No centésimo dia de 2024 (fevereiro teve 29 desta vez, vale lembrar aos calculadores de plantão), é hora de fazer a lista dos melhores filmes do ano até agora.
Por enquanto, temos um problema: nenhum dos títulos que de fato são de 2024 me conquistou a ponto de garantir vaga neste ranking afetivo. Nem mesmo o elogiado Duna: Parte 2, atual campeão de bilheteria — para o meu gosto, embora traga uma discussão muito pertinente sobre messianismo, a sequência do épico de ficção científica perdeu o encanto do novo e cedeu demais a convenções hollywoodianas, o que inclui diálogos bastante expositivos e um vilão caricatural (Austin Butler). O que mais chegou perto foi o argentino Descanse em Paz, em cartaz na Netflix. Mas não despertou a urgência em rever, não é algo a que eu assistiria pela segunda vez neste exato momento, diferentemente dos longas-metragens citados abaixo.

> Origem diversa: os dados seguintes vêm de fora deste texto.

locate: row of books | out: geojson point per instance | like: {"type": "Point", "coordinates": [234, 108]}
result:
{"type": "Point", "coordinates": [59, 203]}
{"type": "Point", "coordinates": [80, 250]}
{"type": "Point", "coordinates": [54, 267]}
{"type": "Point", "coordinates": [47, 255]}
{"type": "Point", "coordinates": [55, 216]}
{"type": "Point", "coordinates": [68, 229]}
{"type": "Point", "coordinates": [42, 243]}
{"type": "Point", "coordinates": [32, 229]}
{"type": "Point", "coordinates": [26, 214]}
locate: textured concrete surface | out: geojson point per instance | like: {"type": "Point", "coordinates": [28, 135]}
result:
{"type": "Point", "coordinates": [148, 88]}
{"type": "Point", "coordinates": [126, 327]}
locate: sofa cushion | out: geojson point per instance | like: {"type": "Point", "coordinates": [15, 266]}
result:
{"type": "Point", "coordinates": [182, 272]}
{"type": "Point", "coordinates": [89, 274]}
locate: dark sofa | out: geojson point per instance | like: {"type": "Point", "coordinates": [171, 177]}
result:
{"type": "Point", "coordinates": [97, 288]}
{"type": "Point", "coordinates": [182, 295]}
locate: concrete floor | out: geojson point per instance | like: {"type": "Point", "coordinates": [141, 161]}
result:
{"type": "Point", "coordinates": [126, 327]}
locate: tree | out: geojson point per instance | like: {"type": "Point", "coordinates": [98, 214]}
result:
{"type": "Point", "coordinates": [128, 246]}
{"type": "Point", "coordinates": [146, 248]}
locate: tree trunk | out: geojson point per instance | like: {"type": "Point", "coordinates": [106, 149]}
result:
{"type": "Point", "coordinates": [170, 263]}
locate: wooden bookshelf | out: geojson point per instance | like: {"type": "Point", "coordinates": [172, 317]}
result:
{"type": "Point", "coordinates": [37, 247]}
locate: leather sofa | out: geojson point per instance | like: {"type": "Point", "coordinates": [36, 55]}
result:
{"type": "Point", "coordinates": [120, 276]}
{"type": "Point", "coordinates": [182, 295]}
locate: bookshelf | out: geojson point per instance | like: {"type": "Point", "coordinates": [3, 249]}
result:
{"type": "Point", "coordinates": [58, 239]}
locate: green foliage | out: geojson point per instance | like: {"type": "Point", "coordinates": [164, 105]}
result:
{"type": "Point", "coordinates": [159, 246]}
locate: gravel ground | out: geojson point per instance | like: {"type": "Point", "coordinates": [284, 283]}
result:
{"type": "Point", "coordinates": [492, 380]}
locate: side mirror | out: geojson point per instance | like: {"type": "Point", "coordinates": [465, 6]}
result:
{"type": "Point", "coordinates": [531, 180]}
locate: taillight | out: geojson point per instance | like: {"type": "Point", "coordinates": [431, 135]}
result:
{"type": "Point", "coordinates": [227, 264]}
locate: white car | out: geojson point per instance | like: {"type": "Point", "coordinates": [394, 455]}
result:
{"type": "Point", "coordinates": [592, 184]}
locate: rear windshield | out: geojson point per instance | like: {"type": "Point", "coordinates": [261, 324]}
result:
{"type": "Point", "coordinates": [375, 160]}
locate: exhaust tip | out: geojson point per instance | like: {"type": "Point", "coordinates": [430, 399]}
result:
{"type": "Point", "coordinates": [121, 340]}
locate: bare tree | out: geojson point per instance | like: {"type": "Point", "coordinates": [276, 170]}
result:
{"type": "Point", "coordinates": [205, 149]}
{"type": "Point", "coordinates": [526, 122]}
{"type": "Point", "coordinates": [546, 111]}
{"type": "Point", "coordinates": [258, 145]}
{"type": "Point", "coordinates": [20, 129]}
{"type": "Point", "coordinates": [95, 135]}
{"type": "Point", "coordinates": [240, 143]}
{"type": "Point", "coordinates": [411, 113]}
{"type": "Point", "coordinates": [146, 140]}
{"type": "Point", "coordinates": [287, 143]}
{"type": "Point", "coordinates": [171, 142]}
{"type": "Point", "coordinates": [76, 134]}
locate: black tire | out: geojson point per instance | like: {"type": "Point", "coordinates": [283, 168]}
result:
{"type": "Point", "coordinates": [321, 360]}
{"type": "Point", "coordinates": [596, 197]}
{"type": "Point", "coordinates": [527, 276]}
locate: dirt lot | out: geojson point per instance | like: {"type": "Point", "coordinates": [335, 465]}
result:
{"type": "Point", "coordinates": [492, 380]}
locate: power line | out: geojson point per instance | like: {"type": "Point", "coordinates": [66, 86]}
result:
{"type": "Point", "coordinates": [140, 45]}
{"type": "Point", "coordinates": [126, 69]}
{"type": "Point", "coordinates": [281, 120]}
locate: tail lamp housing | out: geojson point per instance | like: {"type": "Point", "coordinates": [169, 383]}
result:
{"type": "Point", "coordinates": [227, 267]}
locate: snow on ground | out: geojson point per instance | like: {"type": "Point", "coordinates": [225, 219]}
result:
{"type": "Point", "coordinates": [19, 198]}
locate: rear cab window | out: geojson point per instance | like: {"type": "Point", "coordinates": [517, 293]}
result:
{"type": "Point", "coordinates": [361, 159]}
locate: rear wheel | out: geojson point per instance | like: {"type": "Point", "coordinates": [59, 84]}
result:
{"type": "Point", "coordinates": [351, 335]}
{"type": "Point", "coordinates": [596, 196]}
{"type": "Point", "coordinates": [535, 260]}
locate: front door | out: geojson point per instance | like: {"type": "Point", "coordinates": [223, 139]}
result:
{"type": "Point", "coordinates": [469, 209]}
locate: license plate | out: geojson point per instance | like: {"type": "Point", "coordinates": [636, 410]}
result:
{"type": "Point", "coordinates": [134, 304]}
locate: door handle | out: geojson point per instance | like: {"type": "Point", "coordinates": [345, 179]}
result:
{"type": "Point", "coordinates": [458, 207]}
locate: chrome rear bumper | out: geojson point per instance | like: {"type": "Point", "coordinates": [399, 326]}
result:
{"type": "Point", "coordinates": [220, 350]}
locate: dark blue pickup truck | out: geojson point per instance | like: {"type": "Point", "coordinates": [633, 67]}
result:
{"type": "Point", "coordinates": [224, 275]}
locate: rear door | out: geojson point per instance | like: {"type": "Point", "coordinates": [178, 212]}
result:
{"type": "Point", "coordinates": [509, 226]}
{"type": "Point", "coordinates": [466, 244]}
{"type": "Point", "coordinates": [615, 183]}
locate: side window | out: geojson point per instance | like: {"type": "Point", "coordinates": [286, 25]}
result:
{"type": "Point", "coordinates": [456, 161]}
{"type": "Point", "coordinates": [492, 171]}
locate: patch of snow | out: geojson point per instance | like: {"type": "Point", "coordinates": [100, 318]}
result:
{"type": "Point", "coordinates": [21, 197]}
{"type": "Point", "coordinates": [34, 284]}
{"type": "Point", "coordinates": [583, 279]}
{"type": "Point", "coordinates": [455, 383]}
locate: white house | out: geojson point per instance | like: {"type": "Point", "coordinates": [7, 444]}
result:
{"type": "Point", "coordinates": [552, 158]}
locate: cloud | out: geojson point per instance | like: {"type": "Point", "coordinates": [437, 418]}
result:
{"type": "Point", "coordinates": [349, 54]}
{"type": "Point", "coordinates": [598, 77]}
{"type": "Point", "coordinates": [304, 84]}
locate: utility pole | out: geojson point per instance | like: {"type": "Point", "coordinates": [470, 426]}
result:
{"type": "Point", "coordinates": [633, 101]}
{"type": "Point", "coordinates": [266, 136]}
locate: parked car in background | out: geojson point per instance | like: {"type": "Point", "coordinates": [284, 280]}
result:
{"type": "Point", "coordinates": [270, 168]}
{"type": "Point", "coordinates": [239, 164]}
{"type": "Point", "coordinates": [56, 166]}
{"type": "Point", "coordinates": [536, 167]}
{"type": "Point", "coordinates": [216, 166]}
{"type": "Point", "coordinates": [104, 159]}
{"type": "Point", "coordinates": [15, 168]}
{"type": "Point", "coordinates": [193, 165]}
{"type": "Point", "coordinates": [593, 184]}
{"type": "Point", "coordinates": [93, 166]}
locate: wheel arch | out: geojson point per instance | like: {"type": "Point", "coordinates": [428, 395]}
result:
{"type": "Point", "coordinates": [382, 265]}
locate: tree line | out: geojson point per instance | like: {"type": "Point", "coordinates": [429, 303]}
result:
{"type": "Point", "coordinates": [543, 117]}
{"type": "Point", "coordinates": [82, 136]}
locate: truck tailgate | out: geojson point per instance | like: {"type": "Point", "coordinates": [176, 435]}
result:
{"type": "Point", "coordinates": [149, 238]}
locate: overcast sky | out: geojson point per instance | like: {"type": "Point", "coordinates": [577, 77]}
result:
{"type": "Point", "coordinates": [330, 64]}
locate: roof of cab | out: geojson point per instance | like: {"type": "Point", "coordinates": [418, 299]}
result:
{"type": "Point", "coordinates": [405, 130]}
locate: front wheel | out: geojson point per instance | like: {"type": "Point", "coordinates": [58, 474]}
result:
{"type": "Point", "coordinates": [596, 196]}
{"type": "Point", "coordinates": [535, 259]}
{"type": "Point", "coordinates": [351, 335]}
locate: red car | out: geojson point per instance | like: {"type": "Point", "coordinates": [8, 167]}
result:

Então, a seleção dos melhores "do ano" foi composta por filmes de 2023 (ou até de 2022) que só nesta temporada estrearam comercialmente no Brasil. Friso o "comercialmente" para justificar a presença de obras que já haviam sido exibidas em festivais no ano passado.
A ordem é puramente alfabética. Clique nos links se quiser saber mais.
1) Meu Amigo Robô (2023)
De Pablo Berger. O diretor espanhol competiu no Oscar dos longas de animação com este filme ambientado na Nova York dos anos 1980, onde um cachorro compra um robô pra fazer companhia a ele. É uma história linda e sem diálogos sobre solidão, amizade e lealdade. (Ainda sem data de estreia no streaming)
2) Anatomia de uma Queda (2023)
De Justine Triet. Interpretando em francês e em inglês, a atriz alemã Sandra Hüller tem um dos desempenhos mais elogiados dos últimos tempos na pele de uma escritora suspeita de matar o marido. A investigação traz à tona as fissuras do casamento e permite ao roteiro — premiado no Oscar — discutir o que é verdade, a ilusão das palavras e o poder das narrativas. (Amazon Prime Video)
3) As Bestas (2022)
De Rodrigo Sorogoyen. Vencedor de nove prêmios Goya e exibido no ano passado no Fantaspoa e no Festival Varilux, o filmaço espanhol está ambientado em uma aldeia no interior da Galícia, onde o diretor acompanha as desavenças de um casal francês — que cultiva vegetais e reabilita casas abandonadas — com os vizinhos, que querem vender as terras para a implementação de um parque eólico. (Ainda sem data de estreia no streaming)
4) Dias Perfeitos (2023)
De Wim Wenders. Sob direção do cineasta alemão e com canções de Nina Simone, Lou Reed, Van Morrison e Patti Smith na trilha sonora, representou o Japão no Oscar internacional. Acompanhamos o dia a dia de um faxineiro (Koji Yakusho, prêmio de melhor ator no Festival de Cannes) dos banheiros públicos de Tóquio. Solitário e quase calado, ele vai nos ensinar a arte do komorebi, a beleza da rotina e o prazer das coisas simples da vida. (Em cartaz no Espaço Bourbon Country, no GNC Moinhos e na Sala Paulo Amorim; estreia no MUBI em 12/4)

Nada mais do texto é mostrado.